On Tue, 2018-02-27 at 13:43 +0000, David Howells wrote:
Jeff Layton <jlayton(a)redhat.com> wrote:
> 0xffffffff813ae828 <+136>: je 0xffffffff813ae83a
> 0xffffffff813ae82a <+138>: mov 0x150(%rbp),%rcx
> 0xffffffff813ae831 <+145>: shr %rcx
> 0xffffffff813ae834 <+148>: cmp %rcx,0x20(%rax)
> 0xffffffff813ae838 <+152>: je 0xffffffff813ae862
Is it possible there's a stall between the load of RCX and the subsequent
instructions because they all have to wait for RCX to become available?
The interleaving between operating on RSI and RCX in the older code might
In addition, the load if the 20(%rax) value is now done in the CMP instruction
rather than earlier, so it might not get speculatively loaded in time, whereas
the earlier code explicitly loads it up front.
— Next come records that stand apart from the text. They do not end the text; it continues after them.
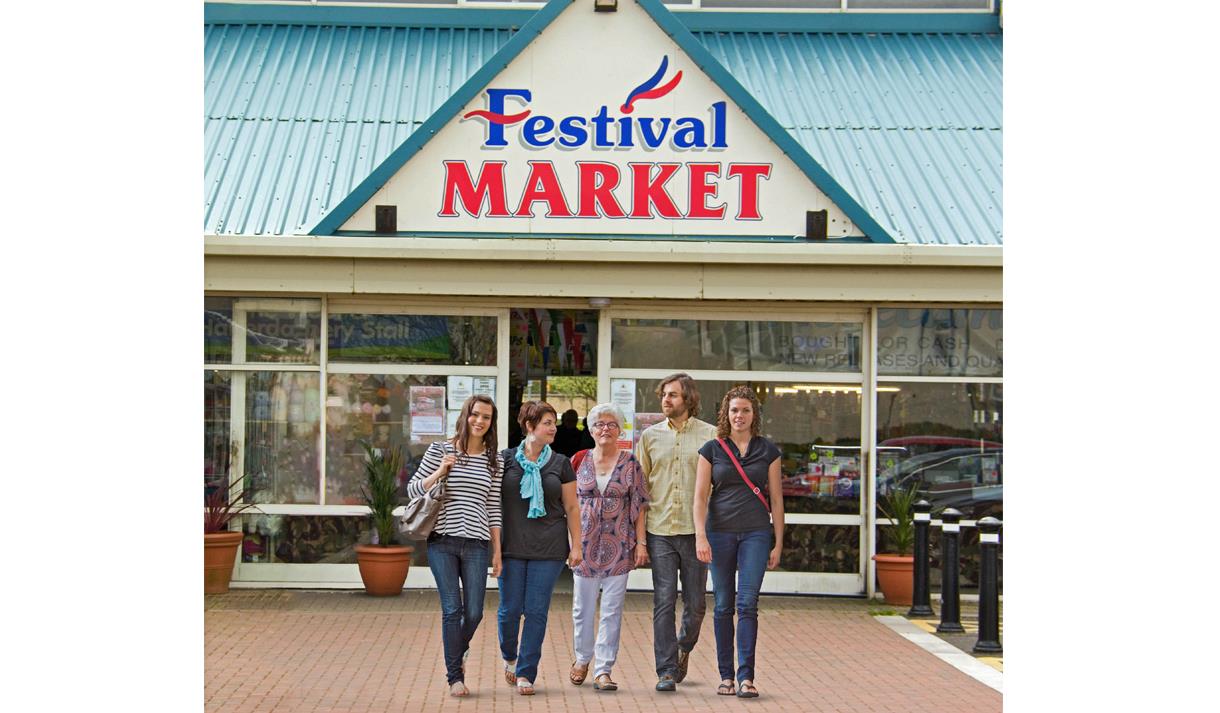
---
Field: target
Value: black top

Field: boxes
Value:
[500,448,577,560]
[698,436,781,533]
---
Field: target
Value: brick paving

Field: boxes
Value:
[206,590,1001,713]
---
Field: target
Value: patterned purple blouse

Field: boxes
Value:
[572,450,650,579]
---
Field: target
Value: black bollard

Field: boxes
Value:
[907,499,935,617]
[936,508,965,633]
[972,516,1003,654]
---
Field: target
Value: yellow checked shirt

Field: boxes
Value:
[636,417,718,536]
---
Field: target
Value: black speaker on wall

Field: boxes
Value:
[806,210,828,241]
[375,205,397,233]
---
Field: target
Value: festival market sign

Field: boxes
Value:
[315,0,892,241]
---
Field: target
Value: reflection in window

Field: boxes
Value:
[245,372,321,504]
[204,371,231,500]
[204,298,234,364]
[875,382,1002,521]
[239,515,429,565]
[877,308,1001,377]
[780,525,859,573]
[204,297,321,365]
[328,313,497,366]
[632,379,861,517]
[614,319,860,372]
[324,373,455,505]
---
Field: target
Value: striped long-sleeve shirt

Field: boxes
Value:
[406,441,503,540]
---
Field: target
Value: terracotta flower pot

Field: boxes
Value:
[872,553,915,606]
[355,544,414,596]
[204,531,245,594]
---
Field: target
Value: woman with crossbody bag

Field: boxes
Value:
[405,394,503,698]
[693,386,785,700]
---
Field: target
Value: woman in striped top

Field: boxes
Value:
[406,394,504,698]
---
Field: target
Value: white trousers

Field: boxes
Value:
[571,572,629,678]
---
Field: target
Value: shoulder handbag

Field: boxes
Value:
[716,438,770,514]
[399,444,449,540]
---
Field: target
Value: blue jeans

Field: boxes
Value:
[427,534,490,684]
[707,528,771,684]
[497,557,566,683]
[647,533,707,677]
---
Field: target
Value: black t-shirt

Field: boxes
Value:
[500,448,577,560]
[698,436,781,533]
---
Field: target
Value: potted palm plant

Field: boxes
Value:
[873,483,918,605]
[354,441,414,596]
[204,477,261,594]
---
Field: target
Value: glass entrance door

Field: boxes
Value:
[606,310,870,595]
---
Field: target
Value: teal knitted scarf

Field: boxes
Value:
[515,442,552,519]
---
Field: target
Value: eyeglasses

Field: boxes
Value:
[591,422,620,431]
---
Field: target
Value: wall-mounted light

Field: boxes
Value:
[594,0,618,12]
[805,209,828,240]
[588,297,611,308]
[375,205,397,233]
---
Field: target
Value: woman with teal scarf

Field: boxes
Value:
[497,400,583,695]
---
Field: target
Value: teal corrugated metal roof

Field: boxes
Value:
[204,19,1001,245]
[695,30,1001,245]
[204,23,515,236]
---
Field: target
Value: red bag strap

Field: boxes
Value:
[571,449,589,471]
[717,438,770,514]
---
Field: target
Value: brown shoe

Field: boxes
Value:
[570,661,589,686]
[593,674,618,691]
[675,649,690,683]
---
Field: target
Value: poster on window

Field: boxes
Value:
[634,412,665,447]
[446,409,461,438]
[447,376,474,410]
[610,379,637,449]
[409,386,445,438]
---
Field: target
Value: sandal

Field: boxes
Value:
[593,674,618,691]
[569,661,590,686]
[517,678,535,696]
[717,680,736,696]
[737,681,759,698]
[449,681,469,698]
[503,660,516,686]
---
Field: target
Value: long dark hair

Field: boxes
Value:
[716,386,762,440]
[450,394,498,477]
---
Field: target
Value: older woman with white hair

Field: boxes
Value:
[567,403,650,691]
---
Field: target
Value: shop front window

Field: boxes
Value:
[245,302,321,365]
[625,378,862,517]
[245,372,321,504]
[780,525,860,573]
[613,319,861,372]
[204,371,232,498]
[877,308,1002,377]
[237,514,426,566]
[324,373,497,505]
[203,297,321,365]
[875,382,1003,521]
[205,298,234,364]
[328,313,497,366]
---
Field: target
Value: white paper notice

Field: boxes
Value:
[610,379,637,449]
[447,376,474,410]
[446,409,461,438]
[473,377,496,397]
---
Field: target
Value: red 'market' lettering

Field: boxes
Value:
[516,161,573,217]
[726,164,771,220]
[439,161,509,217]
[687,163,725,219]
[576,162,626,218]
[629,163,682,219]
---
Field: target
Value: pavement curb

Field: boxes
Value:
[875,616,1003,693]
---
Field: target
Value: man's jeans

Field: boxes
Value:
[647,532,708,677]
[426,534,491,685]
[707,528,771,684]
[497,557,566,684]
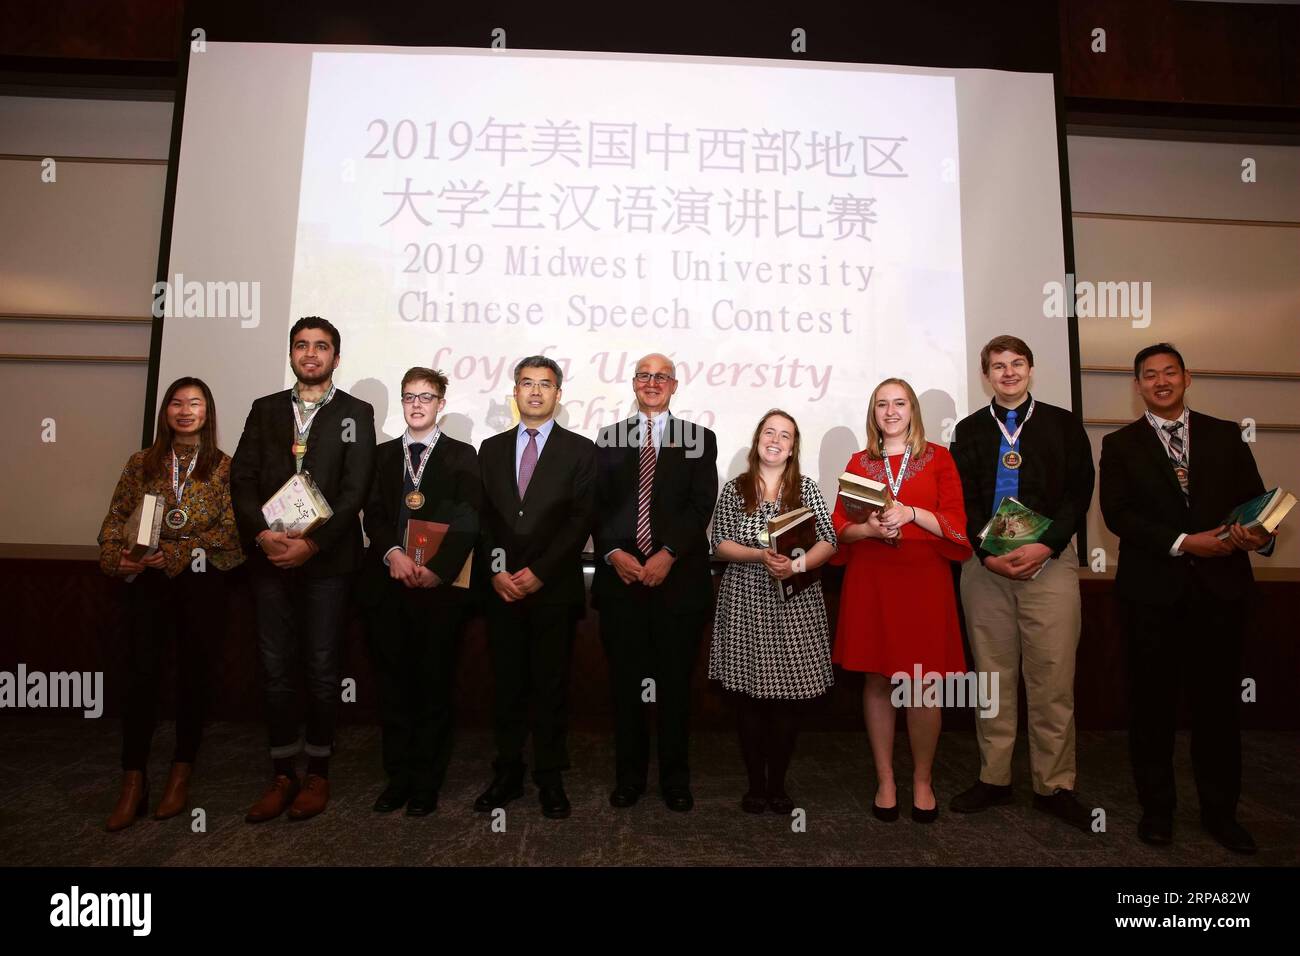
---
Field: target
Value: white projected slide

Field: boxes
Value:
[288,51,965,469]
[158,44,1069,495]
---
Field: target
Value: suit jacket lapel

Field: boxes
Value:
[653,414,680,496]
[1136,417,1186,505]
[519,423,560,508]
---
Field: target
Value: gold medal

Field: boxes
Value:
[1001,450,1022,470]
[1174,465,1188,483]
[292,441,307,456]
[405,490,425,510]
[164,508,188,530]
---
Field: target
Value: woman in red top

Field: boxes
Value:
[832,378,971,823]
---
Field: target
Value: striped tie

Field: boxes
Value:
[1163,421,1188,497]
[636,423,656,555]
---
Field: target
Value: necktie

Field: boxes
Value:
[518,428,539,499]
[636,422,657,554]
[1163,421,1189,498]
[407,442,425,475]
[992,409,1020,516]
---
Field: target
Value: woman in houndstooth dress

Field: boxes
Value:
[709,410,837,815]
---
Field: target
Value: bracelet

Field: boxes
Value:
[911,506,917,522]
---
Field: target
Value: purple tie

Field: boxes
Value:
[517,428,539,499]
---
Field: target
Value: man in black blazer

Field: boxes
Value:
[360,366,478,817]
[1100,343,1275,853]
[231,316,376,822]
[474,355,596,819]
[593,353,717,812]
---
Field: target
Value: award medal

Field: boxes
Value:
[290,383,336,473]
[403,428,440,512]
[990,398,1034,472]
[166,445,198,530]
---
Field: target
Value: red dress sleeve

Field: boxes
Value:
[930,446,973,562]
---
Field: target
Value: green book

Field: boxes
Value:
[1215,488,1294,540]
[977,496,1053,556]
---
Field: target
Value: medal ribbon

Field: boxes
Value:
[402,428,441,492]
[881,444,912,499]
[291,382,336,473]
[171,445,199,509]
[990,397,1035,450]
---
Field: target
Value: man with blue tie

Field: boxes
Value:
[474,356,596,819]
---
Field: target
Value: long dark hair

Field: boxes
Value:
[143,377,220,480]
[736,409,804,515]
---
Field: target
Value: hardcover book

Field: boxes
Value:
[1216,487,1294,540]
[976,496,1053,556]
[765,507,821,602]
[261,470,333,535]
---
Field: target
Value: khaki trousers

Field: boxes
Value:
[959,545,1081,794]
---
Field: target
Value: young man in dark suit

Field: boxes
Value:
[949,335,1095,830]
[231,316,376,822]
[360,367,478,817]
[474,355,596,819]
[593,353,718,813]
[1100,343,1275,853]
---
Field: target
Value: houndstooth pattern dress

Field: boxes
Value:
[708,475,837,699]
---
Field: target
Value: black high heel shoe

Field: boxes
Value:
[872,801,900,822]
[911,803,939,824]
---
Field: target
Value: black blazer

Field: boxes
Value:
[478,422,597,609]
[360,433,480,606]
[950,398,1094,562]
[1099,410,1266,606]
[591,414,718,612]
[230,387,377,578]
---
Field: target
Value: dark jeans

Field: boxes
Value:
[599,594,706,790]
[485,600,578,787]
[250,569,352,759]
[1123,594,1244,823]
[121,567,227,771]
[366,591,466,794]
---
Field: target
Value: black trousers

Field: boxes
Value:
[1122,593,1244,823]
[485,600,579,787]
[249,569,353,759]
[366,591,466,794]
[599,593,706,790]
[121,567,227,772]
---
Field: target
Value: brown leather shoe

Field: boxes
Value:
[287,773,330,821]
[245,774,300,824]
[106,771,149,832]
[154,762,192,820]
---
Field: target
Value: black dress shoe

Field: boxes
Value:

Thanks David, that makes sense.
At this point, I think we ought to wait and see what the results look
like without IMA compiled in at all.
It's possible we're misunderstanding this completely. At most, we'll be
hitting this once on every close of a file. It doesn't seem like that
ought to be causing something this noticeable though.
Jeff Layton <jlayton(a)redhat.com>